Published in 2016 by Crows Crows Crows and hosted on itch.io, Temple follows an adventurer as they seek out and explore a fabled temple. The story captures the protagonist’s journey from choosing your player character to finding the golden throne room deep inside. The story is told through a lighthearted narrator who breaks the fourth wall and interacts with the reader almost every page. Additionally, Johann’s design and illustration leaves the impression of a beloved children’s novel. Minimalist illustration combined with whimsical narrative style serves to enthrall the reader. The piece seems to be almost verbally telling its story as you click from link to link.
As is classic with Twine to proceed through the work you must click on underlined text, and this is the only way to move through the story. This either generates a new page with more text, or enhances the existing content on the page. For example, in one section you are climbing stairs of a tall tower. The monotony of this experience is captured by clicking one or two word sections several times slowing the reader’s perceptions of events and stretching time.

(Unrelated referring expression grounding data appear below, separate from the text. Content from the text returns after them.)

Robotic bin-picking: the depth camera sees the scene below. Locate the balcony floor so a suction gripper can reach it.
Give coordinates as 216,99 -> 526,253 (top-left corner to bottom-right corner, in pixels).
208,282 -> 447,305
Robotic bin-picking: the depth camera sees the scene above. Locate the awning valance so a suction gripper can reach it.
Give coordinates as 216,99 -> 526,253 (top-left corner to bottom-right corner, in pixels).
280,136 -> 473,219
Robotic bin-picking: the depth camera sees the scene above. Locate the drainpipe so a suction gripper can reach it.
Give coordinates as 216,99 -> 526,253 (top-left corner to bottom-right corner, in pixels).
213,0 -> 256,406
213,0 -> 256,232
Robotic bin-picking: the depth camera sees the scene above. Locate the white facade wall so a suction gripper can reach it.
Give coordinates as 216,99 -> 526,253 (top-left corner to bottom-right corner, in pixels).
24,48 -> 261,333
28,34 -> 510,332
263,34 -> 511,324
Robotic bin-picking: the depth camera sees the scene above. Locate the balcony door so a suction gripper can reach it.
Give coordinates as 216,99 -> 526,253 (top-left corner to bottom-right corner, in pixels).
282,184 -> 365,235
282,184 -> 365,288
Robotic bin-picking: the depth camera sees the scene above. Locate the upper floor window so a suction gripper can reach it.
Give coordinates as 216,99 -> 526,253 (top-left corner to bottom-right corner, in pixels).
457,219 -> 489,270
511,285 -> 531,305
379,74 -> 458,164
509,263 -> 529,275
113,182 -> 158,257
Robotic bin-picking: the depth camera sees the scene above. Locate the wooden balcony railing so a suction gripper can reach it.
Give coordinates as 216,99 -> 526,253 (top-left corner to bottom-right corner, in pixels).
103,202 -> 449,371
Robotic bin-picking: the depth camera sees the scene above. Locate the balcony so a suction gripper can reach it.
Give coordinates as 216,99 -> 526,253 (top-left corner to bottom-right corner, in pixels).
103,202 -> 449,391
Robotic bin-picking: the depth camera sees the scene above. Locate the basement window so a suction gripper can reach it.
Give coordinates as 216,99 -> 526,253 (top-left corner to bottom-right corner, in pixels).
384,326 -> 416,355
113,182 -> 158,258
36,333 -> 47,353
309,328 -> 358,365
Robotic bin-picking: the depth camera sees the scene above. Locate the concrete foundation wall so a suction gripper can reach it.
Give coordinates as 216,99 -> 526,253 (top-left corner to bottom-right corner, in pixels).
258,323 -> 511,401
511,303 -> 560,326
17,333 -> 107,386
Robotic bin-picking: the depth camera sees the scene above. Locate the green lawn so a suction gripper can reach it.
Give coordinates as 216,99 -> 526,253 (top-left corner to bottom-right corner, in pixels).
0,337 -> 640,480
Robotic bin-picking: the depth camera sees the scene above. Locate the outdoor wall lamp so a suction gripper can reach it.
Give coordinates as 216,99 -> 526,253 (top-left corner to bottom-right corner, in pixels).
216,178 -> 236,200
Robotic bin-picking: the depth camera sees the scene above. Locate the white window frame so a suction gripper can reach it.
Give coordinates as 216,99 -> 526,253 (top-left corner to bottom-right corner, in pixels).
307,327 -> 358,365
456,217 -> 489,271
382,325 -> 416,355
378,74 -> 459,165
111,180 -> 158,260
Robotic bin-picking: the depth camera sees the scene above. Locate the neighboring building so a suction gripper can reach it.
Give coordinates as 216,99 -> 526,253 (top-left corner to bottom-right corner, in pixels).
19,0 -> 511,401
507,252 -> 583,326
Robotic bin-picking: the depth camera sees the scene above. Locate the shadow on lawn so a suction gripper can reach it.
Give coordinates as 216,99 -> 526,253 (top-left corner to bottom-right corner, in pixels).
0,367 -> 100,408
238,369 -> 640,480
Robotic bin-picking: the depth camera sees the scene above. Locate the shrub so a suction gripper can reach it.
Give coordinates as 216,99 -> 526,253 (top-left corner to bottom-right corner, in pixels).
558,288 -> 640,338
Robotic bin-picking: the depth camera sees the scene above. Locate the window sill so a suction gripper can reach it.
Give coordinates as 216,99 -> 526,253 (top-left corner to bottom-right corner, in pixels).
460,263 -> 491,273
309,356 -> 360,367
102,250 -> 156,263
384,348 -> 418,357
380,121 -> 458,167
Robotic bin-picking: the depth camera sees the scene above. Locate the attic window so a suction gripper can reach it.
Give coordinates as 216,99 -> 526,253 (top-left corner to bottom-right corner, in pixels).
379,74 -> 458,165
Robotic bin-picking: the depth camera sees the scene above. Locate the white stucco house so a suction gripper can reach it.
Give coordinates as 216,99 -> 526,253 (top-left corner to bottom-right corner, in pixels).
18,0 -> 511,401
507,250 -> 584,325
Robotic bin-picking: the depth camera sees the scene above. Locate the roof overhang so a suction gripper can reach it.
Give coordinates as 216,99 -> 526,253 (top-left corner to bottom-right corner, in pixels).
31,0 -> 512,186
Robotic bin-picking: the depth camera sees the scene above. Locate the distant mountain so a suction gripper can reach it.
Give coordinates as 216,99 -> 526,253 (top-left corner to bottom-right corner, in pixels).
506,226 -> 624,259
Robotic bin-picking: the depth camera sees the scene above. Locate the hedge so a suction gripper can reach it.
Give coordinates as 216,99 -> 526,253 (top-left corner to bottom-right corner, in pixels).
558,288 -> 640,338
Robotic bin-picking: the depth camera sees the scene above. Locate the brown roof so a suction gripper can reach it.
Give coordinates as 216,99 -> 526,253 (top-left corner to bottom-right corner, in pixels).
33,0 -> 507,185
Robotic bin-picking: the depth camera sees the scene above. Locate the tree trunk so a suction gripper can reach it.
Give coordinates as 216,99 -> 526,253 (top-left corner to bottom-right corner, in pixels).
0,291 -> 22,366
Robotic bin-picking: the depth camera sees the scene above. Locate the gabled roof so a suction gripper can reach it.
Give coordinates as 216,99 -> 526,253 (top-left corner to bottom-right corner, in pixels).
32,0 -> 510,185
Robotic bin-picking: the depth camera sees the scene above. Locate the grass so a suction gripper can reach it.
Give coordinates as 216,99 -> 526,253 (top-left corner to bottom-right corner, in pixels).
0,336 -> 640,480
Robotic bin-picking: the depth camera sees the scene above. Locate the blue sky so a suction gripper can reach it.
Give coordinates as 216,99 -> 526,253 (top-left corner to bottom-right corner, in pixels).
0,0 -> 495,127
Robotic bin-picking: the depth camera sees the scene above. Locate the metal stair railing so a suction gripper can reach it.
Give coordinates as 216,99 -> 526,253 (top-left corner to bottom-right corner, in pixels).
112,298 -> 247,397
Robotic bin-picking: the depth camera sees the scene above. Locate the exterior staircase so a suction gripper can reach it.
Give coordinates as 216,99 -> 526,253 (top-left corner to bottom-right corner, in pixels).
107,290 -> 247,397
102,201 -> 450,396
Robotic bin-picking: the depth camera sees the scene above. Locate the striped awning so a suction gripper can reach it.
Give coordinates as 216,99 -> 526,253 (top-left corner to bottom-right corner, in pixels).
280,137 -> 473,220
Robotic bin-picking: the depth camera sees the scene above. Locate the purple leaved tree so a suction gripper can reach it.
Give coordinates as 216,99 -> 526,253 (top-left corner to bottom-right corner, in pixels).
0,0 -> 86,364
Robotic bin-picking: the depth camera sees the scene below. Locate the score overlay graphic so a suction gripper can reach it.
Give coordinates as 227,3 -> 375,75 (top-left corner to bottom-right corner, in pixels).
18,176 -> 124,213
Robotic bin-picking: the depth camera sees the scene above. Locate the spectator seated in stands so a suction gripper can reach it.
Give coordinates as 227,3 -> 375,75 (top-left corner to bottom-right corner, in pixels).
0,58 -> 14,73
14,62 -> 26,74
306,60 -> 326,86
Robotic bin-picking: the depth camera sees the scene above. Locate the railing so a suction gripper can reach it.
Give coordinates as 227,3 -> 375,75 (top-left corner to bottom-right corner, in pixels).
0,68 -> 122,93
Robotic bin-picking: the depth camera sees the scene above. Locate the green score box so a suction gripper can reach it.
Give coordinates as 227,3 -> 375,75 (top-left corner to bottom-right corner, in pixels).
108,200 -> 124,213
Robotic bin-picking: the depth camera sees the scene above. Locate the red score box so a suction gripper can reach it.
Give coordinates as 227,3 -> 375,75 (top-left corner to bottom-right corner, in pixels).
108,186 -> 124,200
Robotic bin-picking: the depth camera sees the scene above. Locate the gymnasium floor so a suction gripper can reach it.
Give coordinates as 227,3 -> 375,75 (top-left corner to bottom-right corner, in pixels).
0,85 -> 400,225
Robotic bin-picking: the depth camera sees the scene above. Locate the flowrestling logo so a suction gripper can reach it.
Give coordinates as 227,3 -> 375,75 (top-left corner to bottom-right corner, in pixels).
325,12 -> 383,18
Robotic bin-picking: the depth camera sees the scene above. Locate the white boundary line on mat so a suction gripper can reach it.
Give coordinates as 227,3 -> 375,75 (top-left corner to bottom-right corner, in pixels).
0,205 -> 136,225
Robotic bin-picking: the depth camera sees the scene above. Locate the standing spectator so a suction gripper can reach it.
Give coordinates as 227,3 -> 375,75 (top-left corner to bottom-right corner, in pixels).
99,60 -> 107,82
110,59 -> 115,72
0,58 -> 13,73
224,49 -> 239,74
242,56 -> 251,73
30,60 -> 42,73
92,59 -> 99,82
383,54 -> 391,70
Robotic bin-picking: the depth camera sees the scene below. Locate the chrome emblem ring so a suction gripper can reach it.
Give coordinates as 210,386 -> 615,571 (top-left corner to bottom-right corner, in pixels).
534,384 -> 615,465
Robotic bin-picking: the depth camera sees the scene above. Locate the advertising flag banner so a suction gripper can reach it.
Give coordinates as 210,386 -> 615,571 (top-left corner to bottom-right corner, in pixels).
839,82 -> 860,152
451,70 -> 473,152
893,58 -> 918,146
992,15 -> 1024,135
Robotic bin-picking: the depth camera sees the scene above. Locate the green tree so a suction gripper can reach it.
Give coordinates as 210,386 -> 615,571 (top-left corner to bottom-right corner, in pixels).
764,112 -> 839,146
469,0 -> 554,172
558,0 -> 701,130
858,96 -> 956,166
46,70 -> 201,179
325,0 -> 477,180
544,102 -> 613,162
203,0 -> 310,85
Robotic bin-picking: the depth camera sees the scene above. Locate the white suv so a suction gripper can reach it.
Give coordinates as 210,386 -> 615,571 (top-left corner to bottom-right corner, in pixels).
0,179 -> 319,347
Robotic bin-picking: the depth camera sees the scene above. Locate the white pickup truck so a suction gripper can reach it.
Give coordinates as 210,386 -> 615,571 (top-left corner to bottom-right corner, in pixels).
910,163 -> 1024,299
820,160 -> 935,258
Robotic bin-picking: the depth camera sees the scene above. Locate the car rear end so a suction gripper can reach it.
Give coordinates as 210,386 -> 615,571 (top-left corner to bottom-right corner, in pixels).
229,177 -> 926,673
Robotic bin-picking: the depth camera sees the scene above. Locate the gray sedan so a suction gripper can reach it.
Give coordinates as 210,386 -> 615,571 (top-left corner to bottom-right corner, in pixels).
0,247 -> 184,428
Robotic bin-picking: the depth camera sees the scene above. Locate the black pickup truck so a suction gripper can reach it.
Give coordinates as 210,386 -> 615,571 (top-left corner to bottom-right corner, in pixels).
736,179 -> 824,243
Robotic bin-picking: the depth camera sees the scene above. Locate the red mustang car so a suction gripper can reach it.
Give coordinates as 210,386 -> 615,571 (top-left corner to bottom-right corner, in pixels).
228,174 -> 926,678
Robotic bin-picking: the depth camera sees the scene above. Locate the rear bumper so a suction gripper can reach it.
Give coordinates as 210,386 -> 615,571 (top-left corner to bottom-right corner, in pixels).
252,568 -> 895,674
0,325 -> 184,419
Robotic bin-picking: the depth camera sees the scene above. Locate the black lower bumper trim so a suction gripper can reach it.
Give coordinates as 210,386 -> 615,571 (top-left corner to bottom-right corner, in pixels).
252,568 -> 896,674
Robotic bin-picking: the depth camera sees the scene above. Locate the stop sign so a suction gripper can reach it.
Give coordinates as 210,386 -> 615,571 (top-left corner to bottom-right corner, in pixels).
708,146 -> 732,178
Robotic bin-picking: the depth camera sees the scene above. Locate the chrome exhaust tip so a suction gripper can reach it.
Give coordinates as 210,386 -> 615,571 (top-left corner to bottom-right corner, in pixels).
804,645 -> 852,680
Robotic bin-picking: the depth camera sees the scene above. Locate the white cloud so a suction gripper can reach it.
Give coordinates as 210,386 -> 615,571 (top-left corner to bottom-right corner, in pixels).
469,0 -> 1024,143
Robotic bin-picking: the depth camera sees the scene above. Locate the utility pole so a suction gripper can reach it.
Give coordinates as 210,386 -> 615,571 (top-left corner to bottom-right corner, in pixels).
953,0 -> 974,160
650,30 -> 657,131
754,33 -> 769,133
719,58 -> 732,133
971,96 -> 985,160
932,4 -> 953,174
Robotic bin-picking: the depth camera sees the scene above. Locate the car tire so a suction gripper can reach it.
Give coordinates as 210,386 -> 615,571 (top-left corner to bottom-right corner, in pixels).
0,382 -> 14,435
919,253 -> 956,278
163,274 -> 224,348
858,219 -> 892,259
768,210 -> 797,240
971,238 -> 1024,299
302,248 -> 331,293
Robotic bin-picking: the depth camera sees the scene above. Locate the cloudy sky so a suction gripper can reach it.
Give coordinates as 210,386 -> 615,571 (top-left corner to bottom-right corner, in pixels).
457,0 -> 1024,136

The Temple of No also utilizes a combination of sound and visuals to influence the reader's perception. In lighthearted moments, for example when you are dancing and singing to yourself as you walk through a jungle, a light piano is used as background. Conversely, when you are exploring the temple itself a more mysterious soundtrack is used as ambiance. This music is further complemented by individual sound effects to punctuate key moments.
The piece itself of the work is fiction although it reads like a choose your own adventure novel. Despite the fact there aren't many actual choices you make while reading due to the twine mechanic and frequent second person narration the reader still feels as though they are the ones controlling the story.
This work provides an example of a textual approach to digital literature. Temple of No reads like a paper novel,however the digital medium means the reader is left feeling more immersed into the plot of the story then they might have been otherwise. You are encouraged to let go of preconceptions and let the story lead. At one point the text even reprimands the reader for taking themselves too seriously and to just roll with the punches. Who cares if you’re in public? Sing along why don’t you. his kind of experience is rare in literature. Many modern novels comment on social problems and themes. Rarely are they about the experience itself. This makes Temple of No an unusual and important piece.